Investing.com – Crude prices started the week on an upbeat note on Monday, following reports that Iraqi troops clashed with Kurdish forces near Kirkuk, raising concern over potential output disruptions in the region.
The province is home to some of Iraq’s main oil fields. Iraq is the second biggest oil producer within the Organization of the Petroleum Exporting Countries (OPEC) behind Saudi Arabia.
The fighting follows a referendum in which the Kurds, who run their own semiautonomous region in northern Iraq, voted overwhelmingly in favor of independence, defying Baghdad, regional powers and the U.S.
Prices received further support amid worries that the U.S. will slap fresh sanctions against Iran following the Trump administration’s decision not to certify that Tehran was in compliance with the 2015 nuclear agreement.
Congress will now have 60 days to decide whether to reimpose economic sanctions on Tehran. The Persian nation is an OPEC member and key Middle Eastern oil producer.
During the previous round of sanctions against Iran, around 1 million barrels per day (bpd) of oil supplies were cut off global markets.
Brent crude futures, the benchmark for oil prices outside the U.S., rose to an intraday peak of $57.90 a barrel, its best level since Sept. 28, before pulling back to $57.84 by 3:00AM ET (0700GMT), up 67 cents, or around 1.2%.
The global benchmark ended last week with an increase of approximately 2.8%, its strongest weekly percentage gain since the week ended Sept. 15.
Meanwhile, U.S. West Texas Intermediate (WTI) crude futures tacked on 52 cents, or about 1%, to $51.97 a barrel, its highest in more than two weeks.
WTI prices rose about 4.4% last week, the largest such gain in a month.
Despite the bullish signals, analysts warned that the Organization of the Petroleum Exporting Countries needed to extend its agreement to reduce oil output beyond its current March 2018 expiry date in order to rebalance the market.
The original deal, struck nearly a year ago between OPEC and 10 other non-OPEC countries led by Russia, was to cut production by 1.8 million barrels a day for six months.

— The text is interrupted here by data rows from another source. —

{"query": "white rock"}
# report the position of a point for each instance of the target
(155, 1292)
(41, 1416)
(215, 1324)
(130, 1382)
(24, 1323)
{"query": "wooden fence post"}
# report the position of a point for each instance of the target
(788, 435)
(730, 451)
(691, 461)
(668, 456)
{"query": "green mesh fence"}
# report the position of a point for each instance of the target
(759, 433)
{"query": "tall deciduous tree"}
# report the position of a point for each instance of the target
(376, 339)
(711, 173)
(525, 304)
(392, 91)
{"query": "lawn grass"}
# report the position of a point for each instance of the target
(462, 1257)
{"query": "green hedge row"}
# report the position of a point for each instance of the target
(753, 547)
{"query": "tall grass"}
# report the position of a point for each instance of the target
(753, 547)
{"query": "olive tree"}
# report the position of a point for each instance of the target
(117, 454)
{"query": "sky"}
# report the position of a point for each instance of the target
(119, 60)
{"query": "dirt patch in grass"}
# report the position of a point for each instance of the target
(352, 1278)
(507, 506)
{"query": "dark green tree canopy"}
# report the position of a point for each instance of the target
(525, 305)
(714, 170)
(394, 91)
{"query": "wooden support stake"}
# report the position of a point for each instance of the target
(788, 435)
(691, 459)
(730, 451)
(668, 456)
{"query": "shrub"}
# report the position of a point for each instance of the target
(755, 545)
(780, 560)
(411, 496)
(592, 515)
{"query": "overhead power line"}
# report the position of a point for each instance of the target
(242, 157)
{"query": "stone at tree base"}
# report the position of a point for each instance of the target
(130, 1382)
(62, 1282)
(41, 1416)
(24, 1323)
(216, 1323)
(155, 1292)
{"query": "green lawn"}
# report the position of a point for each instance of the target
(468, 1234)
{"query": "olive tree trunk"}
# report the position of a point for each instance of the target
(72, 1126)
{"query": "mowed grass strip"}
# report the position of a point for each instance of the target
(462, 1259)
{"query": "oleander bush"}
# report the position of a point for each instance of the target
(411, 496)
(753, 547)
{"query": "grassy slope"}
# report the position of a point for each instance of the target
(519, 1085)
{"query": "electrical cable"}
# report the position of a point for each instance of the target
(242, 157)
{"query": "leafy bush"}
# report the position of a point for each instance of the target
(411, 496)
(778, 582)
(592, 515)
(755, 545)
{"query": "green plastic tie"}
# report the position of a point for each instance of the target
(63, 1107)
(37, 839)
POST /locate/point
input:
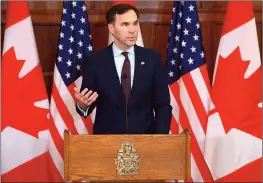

The agreement was extended in May of this year for a period of nine months until March 2018 in a bid to reduce global oil inventories and support oil prices.
In the week ahead, market participants will eye fresh weekly information on U.S. stockpiles of crude and refined products on Tuesday and Wednesday to gauge the strength of demand in the world’s largest oil consumer.